Neuer UN-Botschafter der USA tritt sein Amt beschädigt an
2. August 2005Jedem, der ein neues Amt antritt, gebührt eigentlich eine gewisse Karenzzeit. Die berühmten 100 Tage, in denen man sich ungestört von politischem Störfeuer in seinem neuen Aufgabenbereich orientieren kann. John Bolton wird diese Schonfrist nicht haben. Dazu tritt er sein Amt zu spät und politisch zu umstritten an.
Ohne Beispiel
Bolton ist der erste UN-Botschafter seines Landes, der nicht durch den Senat bestätigt wurde und dem das Vertrauen, der in außenpolitischen Fragen mit entscheidenden Parlamentskammer versagt blieb, weil Präsident Bush seinen Kandidaten um jeden Preis durchsetzen wollte - trotz erheblicher Bedenken von Teilen der US-Öffentlichkeit.

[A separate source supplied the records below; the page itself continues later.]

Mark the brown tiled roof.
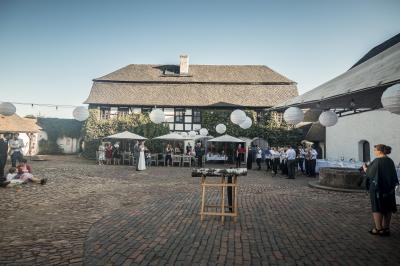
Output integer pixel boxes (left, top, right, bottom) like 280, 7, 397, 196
85, 82, 298, 108
0, 114, 42, 133
94, 64, 295, 84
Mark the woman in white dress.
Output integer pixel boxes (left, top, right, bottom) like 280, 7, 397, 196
138, 142, 146, 171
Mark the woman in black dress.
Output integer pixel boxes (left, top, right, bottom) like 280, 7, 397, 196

Weil der Senat sich quer legte und sogar Senatoren aus Bushs eigener republikanischer Partei dem Präsidenten in dieser umstrittenen Personalie die Gefolgschaft verweigerten, hat Bush nun zum äußerten Machtmittel gegriffen, das ihm die Verfassung erlaubt, und Bolton in Abwesenheit des urlaubenden Senats, zum UN-Botschafter ernannt.
UNO-Reform
Die Zeit drängte, denn schon im kommenden Monat trifft sich die UNO zu ihrer nächsten Generalversammlung, bei der die umfassendste Reform in der 60-jährigen Geschichte der Vereinten Nationen ganz oben auf der Tagesordnung steht. Von einer Schonfrist kann schon deshalb nicht die Rede sein.
Nun wird Bolton schnell beweisen müssen, dass ihm zu Unrecht der Ruf eines herrschsüchtigen, kompromisslosen, ja ganz und gar undiplomatischen Politikers vorauseilt. Denn die Vereinigten Staaten sind bei ihren Reformabsichten ebenso auf die Unterstützung anderer Staaten angewiesen wie jedes andere Mitglied der Vereinten Nationen.
Eigensinn
Warum aber, so fragen sich viele UN-Mitglieder im Falle Boltons, sollten sie ausgerechnet einen Mann unterstützen, dem es erklärtermaßen vor allem um die Durchsetzung amerikanischer Wertvorstellungen und Interessen geht? Etwa Friedenseinsätze mit robustem UN-Mandat - immer dann, wenn Amerika die Freiheit und die Menschenrechte bedroht sieht.
Das dürfte kaum durchsetzbar sein, zumal die USA bisher einem erweiterten Sicherheitsrat und damit nicht nur Deutschland, sondern auch Indien und den Ländern Afrikas einen ständigen Sitz verweigern, obwohl gerade diese Länder das Hauptkontingent solcher Blauhelm-Einsätze stellen müssten.
Konsequenzen
Auch innenpolitisch könnte Bushs Durchpeitschen Boltons unangenehme Folgewirkungen haben. Die brüskierten demokratischen Senatoren der Opposition könnten sich genötigt sehen, nun erst recht weitere Kandidaten des Präsidenten zu blockieren. Etwa John Robertson, den Bush für die Nachfolge im Amt eines höchsten Richters am "Supreme Court" vorgeschlagen hat.
Bolton kann ohne Zustimmung des Senats ohnehin nur bis Januar 2007 das Amt eines UN-Botschafters bekleiden, Johnson aber wäre auf Lebenszeit ernannt. Der politische Schaden ist entsprechend größer für Bush. Doch der US-Präsident ist sich in der Personalie Bolton selbst treu geblieben. Politische Rückzieher passen nicht zu ihm und vor der UNO hat Bush wenig Respekt.
Da nutzt ihm das zur Schau gestellte Beharrungsvermögen eher. Nach dem Motto: "Seht her, ich bin genauso unnachgiebig wie mein Kandidat. Entweder die UNO akzeptiert unser Personalangebot und reformiert sich nach unseren Vorstellungen oder sie kann uns gestohlen bleiben."
So gesehen war Bushs Machtwort in Sachen Bolton zumindest konsequent.